Table 6 illustrates forecasted results based on these rules. Using three top rules in a C.I. value, the last half 50 values are forecasted.

Regarding C.I. values of obtained rules, the rule obtained using related data is better than the one obtained only from TOPIX. This result shows that related data could acquire better rules that cover wider range. It was the rule of (-) movement based on TOPIX and Dollar-Yen Exchange Rates that showed the best C.I. value. It can cover 40 % of the whole range.

Regarding the forecasted results using rules obtained, it is better using related data than using only TOPIX times-series data.

Considering the result of all increasing and decreasing movements, the NY Dow-Johns Industrial Average is the best effect in forecasting among all combinations.

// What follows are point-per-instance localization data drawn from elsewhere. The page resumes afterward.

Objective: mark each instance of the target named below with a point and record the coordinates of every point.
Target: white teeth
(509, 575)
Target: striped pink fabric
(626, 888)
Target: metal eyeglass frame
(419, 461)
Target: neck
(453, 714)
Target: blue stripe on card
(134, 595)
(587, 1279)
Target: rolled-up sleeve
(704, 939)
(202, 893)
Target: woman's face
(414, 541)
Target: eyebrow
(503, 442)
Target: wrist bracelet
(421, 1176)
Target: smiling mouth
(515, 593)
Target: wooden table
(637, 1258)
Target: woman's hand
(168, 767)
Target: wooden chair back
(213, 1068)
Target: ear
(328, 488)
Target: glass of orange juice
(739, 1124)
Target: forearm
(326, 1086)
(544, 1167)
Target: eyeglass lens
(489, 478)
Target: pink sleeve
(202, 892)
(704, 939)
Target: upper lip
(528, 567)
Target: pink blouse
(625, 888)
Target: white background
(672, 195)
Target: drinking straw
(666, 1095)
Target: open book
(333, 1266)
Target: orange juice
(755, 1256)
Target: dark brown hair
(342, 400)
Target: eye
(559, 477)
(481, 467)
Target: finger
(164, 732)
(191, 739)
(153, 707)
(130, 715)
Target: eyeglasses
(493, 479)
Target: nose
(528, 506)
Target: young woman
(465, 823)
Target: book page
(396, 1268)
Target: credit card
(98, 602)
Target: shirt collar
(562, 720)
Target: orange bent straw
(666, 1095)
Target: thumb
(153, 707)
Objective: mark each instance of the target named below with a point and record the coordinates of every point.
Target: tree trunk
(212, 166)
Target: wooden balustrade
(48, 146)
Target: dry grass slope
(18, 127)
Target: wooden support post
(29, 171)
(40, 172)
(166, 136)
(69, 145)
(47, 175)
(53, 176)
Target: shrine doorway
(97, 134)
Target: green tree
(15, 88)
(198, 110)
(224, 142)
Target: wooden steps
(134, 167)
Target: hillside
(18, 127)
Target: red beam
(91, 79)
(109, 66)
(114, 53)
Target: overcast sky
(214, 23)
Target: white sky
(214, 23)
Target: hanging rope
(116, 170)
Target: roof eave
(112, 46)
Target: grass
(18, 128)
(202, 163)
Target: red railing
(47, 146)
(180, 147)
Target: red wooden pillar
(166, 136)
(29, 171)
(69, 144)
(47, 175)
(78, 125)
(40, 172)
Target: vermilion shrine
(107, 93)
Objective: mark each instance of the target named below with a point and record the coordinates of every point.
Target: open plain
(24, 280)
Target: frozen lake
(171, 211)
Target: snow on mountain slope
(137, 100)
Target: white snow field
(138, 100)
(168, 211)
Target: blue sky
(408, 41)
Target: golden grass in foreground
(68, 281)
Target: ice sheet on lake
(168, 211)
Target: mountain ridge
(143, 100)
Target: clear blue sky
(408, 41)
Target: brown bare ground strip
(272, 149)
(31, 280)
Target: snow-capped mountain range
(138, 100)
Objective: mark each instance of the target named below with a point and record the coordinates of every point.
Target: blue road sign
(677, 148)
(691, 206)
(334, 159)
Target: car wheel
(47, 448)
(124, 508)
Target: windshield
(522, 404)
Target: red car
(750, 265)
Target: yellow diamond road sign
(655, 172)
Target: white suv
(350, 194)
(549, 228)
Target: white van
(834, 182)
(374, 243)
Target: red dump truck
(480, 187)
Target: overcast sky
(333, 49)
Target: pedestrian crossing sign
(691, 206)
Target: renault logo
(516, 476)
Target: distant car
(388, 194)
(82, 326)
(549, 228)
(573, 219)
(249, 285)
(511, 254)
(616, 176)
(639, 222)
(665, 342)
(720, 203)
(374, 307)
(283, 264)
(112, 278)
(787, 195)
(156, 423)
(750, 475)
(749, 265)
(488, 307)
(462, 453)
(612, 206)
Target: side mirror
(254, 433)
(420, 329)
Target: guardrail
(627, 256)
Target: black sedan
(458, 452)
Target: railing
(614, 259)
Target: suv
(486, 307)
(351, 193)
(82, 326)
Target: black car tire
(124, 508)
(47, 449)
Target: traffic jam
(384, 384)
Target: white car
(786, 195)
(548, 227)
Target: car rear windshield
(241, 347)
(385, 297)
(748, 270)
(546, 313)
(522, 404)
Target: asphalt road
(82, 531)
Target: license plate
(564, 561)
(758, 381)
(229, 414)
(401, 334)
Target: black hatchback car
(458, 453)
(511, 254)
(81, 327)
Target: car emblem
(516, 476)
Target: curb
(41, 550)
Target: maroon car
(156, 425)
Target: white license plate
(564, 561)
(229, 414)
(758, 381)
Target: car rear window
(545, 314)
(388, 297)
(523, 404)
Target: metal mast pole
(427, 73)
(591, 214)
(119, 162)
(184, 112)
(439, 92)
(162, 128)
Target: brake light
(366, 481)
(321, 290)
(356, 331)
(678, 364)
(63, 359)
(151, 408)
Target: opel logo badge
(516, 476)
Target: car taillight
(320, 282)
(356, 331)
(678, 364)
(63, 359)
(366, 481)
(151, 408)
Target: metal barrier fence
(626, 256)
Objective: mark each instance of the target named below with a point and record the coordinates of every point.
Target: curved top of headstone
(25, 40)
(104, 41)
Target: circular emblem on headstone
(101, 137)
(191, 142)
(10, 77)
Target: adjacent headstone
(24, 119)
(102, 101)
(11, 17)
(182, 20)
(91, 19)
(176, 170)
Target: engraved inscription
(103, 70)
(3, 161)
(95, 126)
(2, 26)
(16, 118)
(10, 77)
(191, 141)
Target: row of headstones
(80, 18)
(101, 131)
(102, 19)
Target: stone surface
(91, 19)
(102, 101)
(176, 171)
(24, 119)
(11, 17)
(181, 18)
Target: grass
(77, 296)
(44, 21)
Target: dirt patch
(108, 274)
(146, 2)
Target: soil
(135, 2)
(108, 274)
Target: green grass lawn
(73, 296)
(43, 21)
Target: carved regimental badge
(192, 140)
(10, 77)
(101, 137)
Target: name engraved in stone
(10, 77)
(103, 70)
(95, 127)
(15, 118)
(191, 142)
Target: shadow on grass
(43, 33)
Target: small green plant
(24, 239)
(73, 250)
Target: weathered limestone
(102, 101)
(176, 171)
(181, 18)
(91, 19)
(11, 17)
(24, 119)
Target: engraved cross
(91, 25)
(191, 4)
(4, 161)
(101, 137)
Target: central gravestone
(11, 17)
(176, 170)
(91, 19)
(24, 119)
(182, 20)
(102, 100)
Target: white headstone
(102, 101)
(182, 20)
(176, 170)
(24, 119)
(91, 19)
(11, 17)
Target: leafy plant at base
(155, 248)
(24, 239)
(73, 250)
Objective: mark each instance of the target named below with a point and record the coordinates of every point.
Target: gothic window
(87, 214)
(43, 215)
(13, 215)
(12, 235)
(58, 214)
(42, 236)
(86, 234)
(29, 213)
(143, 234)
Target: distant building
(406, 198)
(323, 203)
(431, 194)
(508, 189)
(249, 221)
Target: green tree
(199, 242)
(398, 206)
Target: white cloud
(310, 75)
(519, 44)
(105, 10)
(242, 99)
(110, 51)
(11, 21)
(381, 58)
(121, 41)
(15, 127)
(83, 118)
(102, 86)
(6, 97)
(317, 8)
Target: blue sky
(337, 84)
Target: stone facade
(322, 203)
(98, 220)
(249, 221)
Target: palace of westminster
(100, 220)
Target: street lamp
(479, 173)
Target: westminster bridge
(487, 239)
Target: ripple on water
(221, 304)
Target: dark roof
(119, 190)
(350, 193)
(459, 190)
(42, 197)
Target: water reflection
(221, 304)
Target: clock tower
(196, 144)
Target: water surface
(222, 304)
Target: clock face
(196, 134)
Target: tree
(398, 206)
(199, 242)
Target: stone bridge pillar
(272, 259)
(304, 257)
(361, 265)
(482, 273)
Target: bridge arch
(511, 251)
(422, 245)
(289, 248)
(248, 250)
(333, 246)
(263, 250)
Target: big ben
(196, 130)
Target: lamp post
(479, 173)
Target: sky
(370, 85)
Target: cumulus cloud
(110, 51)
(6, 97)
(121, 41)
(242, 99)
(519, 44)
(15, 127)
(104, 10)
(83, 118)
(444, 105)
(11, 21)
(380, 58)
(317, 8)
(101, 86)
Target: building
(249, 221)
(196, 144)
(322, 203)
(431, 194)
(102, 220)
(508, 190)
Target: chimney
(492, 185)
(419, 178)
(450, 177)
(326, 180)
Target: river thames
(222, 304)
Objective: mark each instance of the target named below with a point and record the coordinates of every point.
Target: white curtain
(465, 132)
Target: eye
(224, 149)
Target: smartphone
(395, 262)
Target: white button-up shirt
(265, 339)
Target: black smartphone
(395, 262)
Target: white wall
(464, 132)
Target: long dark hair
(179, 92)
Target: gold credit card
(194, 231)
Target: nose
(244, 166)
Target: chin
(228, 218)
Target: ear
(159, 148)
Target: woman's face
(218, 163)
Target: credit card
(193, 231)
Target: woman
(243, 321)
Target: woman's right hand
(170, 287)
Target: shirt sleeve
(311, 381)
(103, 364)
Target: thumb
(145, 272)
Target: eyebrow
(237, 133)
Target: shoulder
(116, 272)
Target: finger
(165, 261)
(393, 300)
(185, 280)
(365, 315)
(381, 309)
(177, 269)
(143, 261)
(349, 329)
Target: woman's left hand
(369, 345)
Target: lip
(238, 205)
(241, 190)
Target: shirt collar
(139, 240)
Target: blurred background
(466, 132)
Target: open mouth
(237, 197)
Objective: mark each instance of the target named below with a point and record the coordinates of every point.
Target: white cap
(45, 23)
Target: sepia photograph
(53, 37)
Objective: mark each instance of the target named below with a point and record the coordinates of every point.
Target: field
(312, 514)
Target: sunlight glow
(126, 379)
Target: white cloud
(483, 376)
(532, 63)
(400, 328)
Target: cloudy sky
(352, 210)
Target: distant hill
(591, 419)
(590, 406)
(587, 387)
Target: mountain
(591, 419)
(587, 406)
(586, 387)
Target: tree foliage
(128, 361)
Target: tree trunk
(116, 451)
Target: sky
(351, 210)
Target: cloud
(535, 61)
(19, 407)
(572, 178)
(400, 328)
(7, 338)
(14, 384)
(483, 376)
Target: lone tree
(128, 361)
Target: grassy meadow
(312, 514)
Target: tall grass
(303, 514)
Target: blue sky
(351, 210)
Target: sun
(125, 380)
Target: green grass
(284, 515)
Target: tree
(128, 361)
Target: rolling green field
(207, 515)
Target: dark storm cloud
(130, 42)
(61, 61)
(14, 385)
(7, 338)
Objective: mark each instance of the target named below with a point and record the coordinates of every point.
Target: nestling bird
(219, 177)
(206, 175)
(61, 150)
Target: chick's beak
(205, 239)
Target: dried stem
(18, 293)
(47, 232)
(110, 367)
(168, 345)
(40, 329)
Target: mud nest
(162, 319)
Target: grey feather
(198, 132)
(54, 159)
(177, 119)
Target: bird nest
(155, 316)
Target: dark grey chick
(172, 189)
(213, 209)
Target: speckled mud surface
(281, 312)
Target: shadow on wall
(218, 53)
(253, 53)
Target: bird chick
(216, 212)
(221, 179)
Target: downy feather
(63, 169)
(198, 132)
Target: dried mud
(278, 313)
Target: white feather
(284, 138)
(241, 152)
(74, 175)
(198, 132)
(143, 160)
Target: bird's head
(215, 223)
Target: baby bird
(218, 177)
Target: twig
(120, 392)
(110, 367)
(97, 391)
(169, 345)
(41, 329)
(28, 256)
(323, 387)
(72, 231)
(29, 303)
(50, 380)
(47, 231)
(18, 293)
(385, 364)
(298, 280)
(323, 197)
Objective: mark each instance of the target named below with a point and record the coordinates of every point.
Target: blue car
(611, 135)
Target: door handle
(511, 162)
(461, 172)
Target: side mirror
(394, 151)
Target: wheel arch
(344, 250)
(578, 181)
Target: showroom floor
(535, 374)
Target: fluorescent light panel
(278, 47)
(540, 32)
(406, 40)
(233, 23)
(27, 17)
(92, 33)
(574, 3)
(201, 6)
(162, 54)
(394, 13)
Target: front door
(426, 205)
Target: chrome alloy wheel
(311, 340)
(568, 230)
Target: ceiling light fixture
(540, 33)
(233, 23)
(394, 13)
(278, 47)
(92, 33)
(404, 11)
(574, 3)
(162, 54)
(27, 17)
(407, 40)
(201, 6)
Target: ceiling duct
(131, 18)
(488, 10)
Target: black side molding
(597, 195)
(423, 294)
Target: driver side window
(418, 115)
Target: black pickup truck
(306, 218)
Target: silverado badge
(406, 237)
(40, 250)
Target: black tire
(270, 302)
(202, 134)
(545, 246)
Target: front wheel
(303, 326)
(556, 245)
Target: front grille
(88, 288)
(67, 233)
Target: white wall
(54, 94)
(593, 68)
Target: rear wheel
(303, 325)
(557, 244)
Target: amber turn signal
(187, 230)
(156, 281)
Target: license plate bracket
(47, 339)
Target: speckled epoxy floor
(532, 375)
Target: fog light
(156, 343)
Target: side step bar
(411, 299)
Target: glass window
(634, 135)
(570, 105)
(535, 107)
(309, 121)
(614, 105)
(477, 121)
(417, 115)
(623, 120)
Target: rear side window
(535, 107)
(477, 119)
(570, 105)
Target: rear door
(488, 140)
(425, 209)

Table 7 shows the result obtained by forecasting using the decision rules acquainted from the decision rule analysis. It is frequent that the forecasting precision becomes worse than the result using the 3 rules of the highest C.I. values. Since decision rules with low a C.I. value are employed in forecasting, the forecasting precision should be worsened. Nevertheless, the number of objects that fit to obtained decision rules is larger on the case of the decision rule analysis. That is, even though the forecasting precision is worsened, the number of forecastable objects increases.

On the case where we use three rules with higher C.I. values, there are one third less objects fitting to rules than the number of the total 50 objects. On the other hand, it is about 80 % our of the whole objects that fit to rules obtained by decision rule analysis.

8 Concluding Remarks

In this paper, we proposed a method based on a rough set to analyze time-series data. As its application we analyzed TOPIX time-series data and forecasted future changes. As data related to TOPIX, Dollar-Yen Exchange Rate, NY Dow-Johns Industrial Average of 30 stocks and NASDAQ index are employed. For these data, decision rules are acquainted in terms of a rough set theory. Employing rules with higher C.I. values, the related data could obtain better results than TOPIX without any related data. The combination of TOPIX with NY Dow-Johns Industrial Average resulted totally in the highest precise forecasting.

Also, we forecast using rules obtained by decision rule analysis. Even if the forecasting precision was worse than on the case of using three rules with highest C.I. values, the number of objects that fit to rules is more than on the case of using C.I. values. Therefore, it is effective when we forecast data that are not fit to rules with high C.I. values.

On the other words, if we forecast using rules with higher C.I. values when objects are fit to such rules and using rules obtained by decision rule analysis for the other case, the forecasting can be compensated mutually.

In this application, we employed two categories of increasing and decreasing movements of the time-series data. If we will categorize more dementedly into several ones, it may be possible to obtain more knowledge. It should be also examined to obtain decision rules that cover whole states.